Globalterkini – Kolaka Utara. Berawal dari adanya pungutan senilai 50 ribu rupiah yang diasumsikan sebagai biaya administrasi poto copy, print, dan pembelian materai untuk kelengkapan berkas masyarakat penerima bantuan bedah rumah atau Bantuan Stimulan Perumahan Swadaya (BSPS), khususnya didesa Lanipa – Nipa, kecamatan Katoi, Kabupaten Kolaka Utara, mulai mencuat.

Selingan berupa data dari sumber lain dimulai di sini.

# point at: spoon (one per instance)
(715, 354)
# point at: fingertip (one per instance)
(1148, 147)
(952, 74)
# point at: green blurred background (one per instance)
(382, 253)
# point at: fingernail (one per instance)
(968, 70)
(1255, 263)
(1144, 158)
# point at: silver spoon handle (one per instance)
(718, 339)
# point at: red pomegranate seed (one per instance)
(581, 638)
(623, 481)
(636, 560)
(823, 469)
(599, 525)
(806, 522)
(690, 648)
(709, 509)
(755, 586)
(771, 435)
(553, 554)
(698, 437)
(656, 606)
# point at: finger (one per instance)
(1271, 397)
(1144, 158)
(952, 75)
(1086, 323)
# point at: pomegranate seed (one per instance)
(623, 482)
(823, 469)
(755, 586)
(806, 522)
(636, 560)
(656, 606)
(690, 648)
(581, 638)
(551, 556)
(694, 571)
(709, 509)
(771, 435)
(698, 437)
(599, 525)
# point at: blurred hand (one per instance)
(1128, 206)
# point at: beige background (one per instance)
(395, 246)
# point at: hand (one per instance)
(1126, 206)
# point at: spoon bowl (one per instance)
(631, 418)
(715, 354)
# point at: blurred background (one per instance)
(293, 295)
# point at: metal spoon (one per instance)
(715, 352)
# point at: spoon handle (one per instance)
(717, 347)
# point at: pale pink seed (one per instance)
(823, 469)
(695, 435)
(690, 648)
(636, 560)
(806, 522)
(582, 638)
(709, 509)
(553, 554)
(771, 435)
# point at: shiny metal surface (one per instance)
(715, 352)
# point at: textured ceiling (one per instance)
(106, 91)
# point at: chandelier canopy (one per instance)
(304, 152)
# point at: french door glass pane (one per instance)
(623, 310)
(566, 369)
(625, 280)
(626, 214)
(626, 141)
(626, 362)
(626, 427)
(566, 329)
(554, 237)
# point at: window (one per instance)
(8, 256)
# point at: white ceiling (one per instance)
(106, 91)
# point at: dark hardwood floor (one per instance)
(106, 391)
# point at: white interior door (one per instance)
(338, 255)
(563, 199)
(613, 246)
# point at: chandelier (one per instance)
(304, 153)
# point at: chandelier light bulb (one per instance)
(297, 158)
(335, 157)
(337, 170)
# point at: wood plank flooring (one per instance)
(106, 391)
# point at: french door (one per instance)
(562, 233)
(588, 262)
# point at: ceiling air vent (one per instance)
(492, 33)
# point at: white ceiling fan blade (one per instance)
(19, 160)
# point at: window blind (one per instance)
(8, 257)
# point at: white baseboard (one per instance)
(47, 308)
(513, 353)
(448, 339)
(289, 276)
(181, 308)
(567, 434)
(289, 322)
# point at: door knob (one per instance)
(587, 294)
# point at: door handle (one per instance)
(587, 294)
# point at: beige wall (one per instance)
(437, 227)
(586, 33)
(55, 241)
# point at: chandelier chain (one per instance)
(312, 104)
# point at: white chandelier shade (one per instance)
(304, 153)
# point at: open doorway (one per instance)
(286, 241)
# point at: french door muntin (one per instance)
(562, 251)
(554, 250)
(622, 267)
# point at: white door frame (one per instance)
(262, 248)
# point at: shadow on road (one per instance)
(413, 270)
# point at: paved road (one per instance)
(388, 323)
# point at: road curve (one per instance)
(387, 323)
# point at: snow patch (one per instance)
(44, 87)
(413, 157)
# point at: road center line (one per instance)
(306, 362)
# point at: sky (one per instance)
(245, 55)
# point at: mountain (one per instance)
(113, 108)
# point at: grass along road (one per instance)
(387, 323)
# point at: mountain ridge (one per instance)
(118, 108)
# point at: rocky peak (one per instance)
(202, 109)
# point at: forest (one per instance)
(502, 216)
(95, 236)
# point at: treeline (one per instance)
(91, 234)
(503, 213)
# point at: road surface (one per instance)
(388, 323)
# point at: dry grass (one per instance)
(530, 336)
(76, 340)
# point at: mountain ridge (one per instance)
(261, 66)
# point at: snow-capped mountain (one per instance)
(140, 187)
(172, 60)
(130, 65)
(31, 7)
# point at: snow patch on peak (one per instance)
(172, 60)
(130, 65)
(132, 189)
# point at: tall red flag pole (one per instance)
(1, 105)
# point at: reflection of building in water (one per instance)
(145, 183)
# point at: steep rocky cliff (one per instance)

Dari 37 kepala keluarga tidak mampu didesa ini, menerima bantuan bedah rumah senilai 17,500.000 rupiah dari APBN tahun ini. Sebagian warga penerima manfaat mempertanyakan dasar pungutan yang dilakukan oleh oknum aparat desa senilai 50.000 rupiah. Komplain dilakukan karena sepengetahuan mereka, pungutan tersebut tidak ada dalam aturan pelaksanaan program.
Penelusuran globalterkini terhadap sejumlah warga yang keberatan, memang ditemukan adanya keluhan terkait pungutan tersebut. Bahkan penundaan pencairan upah tukang senilai 2.500.000 rupiah, juga dikaitkan dengan pungutan itu. “kami merasa heran, kenapa gaji tukang ditahan, dengan adanya permintaan uang 50.000, untuk biaya administrasi?” ungkap beberapa orang warga penerima bantuan.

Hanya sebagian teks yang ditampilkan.